7 апреляСледующая запись — Григорьева Наташа (в Москве)[171]. Это Наташа Соловьева, с которой познакомился я в 1902 году. Пятьдесят три года прошло с того дня, летнего дня (это я помню отчетливо, что летнего), когда увидел я соловьевский дом и сад, которые вошли в мою душу навеки. Три девочки — Наташа, Леля[172] и Варя[173]. Наташа была на два года старше меня, Леля — на неделю, а Варя — на два года моложе. В первые годы шло знакомство наше неровно. С Наташей я даже дрался. А потом стали мы все друзьями. Сейчас Наташа все работает, отдаваясь делу своему по — женски, всем существом. Она стенографистка Президиума Академии наук и живет интересами своего президиума, словно интересами семьи. Такие работники и предают учреждениям, так сказать, абстрактным многие свойства живого организма.

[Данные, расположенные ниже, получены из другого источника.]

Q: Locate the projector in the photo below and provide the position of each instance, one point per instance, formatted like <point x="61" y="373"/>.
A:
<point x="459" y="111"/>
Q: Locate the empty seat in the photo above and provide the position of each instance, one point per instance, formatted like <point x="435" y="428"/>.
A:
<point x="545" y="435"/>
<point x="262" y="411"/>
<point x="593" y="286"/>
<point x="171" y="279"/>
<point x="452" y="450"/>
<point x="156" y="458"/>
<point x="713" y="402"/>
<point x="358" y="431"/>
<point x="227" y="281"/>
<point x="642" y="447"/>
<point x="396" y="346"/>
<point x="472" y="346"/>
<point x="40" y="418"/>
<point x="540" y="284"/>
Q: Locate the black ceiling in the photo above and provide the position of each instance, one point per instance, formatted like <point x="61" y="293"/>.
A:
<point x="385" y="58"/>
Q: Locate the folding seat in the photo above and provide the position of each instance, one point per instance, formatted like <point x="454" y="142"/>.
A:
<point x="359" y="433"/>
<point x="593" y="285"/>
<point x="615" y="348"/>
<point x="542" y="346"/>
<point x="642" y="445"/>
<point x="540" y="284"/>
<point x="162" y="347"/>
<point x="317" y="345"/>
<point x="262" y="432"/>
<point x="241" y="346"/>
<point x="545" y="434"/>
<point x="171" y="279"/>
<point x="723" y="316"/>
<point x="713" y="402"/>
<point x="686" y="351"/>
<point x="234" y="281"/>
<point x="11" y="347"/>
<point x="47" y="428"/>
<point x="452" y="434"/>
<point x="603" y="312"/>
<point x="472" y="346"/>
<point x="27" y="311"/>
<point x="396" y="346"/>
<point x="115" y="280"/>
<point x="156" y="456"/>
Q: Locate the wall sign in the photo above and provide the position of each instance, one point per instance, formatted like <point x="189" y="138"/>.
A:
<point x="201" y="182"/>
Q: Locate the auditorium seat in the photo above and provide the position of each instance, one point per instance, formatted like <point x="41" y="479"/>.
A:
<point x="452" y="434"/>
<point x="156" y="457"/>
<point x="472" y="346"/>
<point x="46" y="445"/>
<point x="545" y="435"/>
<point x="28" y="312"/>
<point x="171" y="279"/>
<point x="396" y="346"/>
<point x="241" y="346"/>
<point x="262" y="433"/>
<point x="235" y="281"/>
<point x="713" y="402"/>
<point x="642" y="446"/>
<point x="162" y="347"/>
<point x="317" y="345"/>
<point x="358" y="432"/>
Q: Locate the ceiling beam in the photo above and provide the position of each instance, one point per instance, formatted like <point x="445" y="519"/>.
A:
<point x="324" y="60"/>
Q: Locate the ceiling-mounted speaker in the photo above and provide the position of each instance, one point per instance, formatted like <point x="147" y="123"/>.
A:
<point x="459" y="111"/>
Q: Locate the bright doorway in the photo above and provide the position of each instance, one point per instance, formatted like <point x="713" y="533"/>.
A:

Плохих академиков встречают холодно, а хороших тепло. Бывают по — женски несправедливы и по- женски чутки. И отдают делу все силы. Ничего взамен не ожидая. Особая Наташина самоотверженная доброта приводит к тому, что у нее вечно кто‑нибудь живет или с кем‑то возится она, отдавая остатки сил и ничего не требуя. Требовательна, мнительна, обидчива она со своими, по особым, недоступным сознанию законам душ подобного рода. Мужа любила она больше, чем детей. Длинного, детски благородного Глеба[174] — любит, но не во всю силу. А он вызывает и у чужих заботу и беспокойство. О Леле[175], более твердо стоящей на земле, и не говорю. Она, Наташа, при каждой встрече года три-четыре назад страстно и убежденно жаловалась на нее, на Лелю. Сейчас все установилось. Думаю, что после ухода и смерти мужа она, Наташа, так и не приходила в себя. Мужа нет, дети далеко, молодость ушла — одна работа не ушла, не изменила. Там, на работе, она всем нужна. Вот она и любит ее всем своим существом. Каждый приезд я встречаю ее с удивлением. Живет существо доледникового периода!